The current work analyzed a large comparative dataset of CNS TB cases with various types of CNS manifestations, and it included substantial subpopulations with different immune statuses. Despite that, the study had some limitations. Firstly, its retrospective design prevented us from assessing essential factors, such as TB contacts, compliance, and long-term follow-up. Patient data were also primarily obtained from the medical chart review, which meant that information on some variables was often incomplete. We could not derive complete information on antiretroviral therapy among the HIV group. As a result, this study still did not know antiretroviral therapy and TBM outcomes. According to the diagnosis criteria of the study, the retrospective chart review restricted a complete evaluation of subclinical and paucibacillary MTB infections in extra-CNS sites and other organs, which resulted in having a more significant proportion of the possible diagnoses (42.6%) than the probable cases (14.8%). Many patients did not undergo CT angiography, MRI, or MR angiography; thus, the radiographic findings and complications related to CNS TB still needed to be fully elucidated. The high percentage of subjects lost to follow-up may have prevented a fair comparison of the treatment outcomes of the groups. Moreover, for individuals with an ID other than HIV infection, the drug resistance profiles and unfavorable outcomes were not included in the outcome analyses due to the low proportion of subjects in each group.
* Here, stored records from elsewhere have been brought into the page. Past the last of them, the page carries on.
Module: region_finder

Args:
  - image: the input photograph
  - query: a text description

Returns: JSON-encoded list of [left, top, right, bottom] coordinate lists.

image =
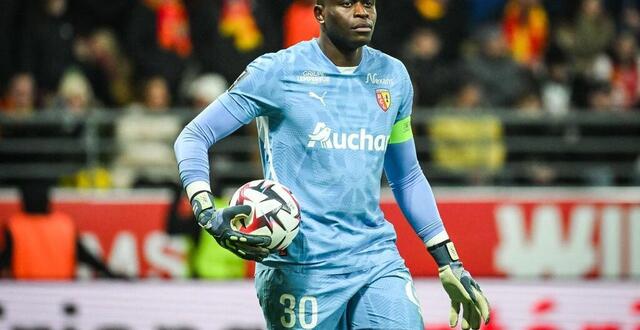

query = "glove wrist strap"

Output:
[[427, 240, 460, 267], [191, 190, 214, 218]]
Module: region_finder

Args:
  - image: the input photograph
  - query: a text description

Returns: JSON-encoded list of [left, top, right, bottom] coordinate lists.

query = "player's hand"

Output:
[[429, 240, 491, 329], [191, 192, 271, 261]]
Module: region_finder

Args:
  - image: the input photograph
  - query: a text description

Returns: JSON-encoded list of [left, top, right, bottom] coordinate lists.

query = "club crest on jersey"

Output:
[[376, 88, 391, 111]]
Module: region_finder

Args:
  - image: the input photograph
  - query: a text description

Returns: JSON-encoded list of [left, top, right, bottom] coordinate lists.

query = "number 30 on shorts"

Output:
[[280, 293, 318, 329]]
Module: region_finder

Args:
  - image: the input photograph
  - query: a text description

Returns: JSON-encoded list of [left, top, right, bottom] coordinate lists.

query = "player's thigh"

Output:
[[255, 269, 357, 330], [347, 269, 424, 330]]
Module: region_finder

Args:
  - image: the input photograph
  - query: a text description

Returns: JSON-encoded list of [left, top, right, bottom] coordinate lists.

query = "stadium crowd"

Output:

Finally, to compound matters, given that the number of subjects included in the study did not reach the calculated sample size, the study might have needed to be more balanced.

Conclusions

Tuberculous meningitis (TBM) is this study’s most significant proportion of CNS TB. Most of the clinical findings of TBM between the ID and NID patients were indistinguishable. However, it was found that an immunodeficiency disorder, particularly HIV infection, may alter some clinical manifestations, radiological findings, and treatment outcomes. The independent factors associated with overall unfavorable outcomes in the HIV group were having modified BMRC TBM grade III, a finding of meningeal enhancement from imaging studies, and a low percentage of peripheral lymphocytes. Meanwhile, having a low Glasgow Coma Scale score at presentation, a finding of cerebral infarction from imaging studies, underuse of adjunctive corticosteroid therapy, and undergoing temporary ventriculostomy are independent factors associated with overall unfavorable outcomes in the NID group.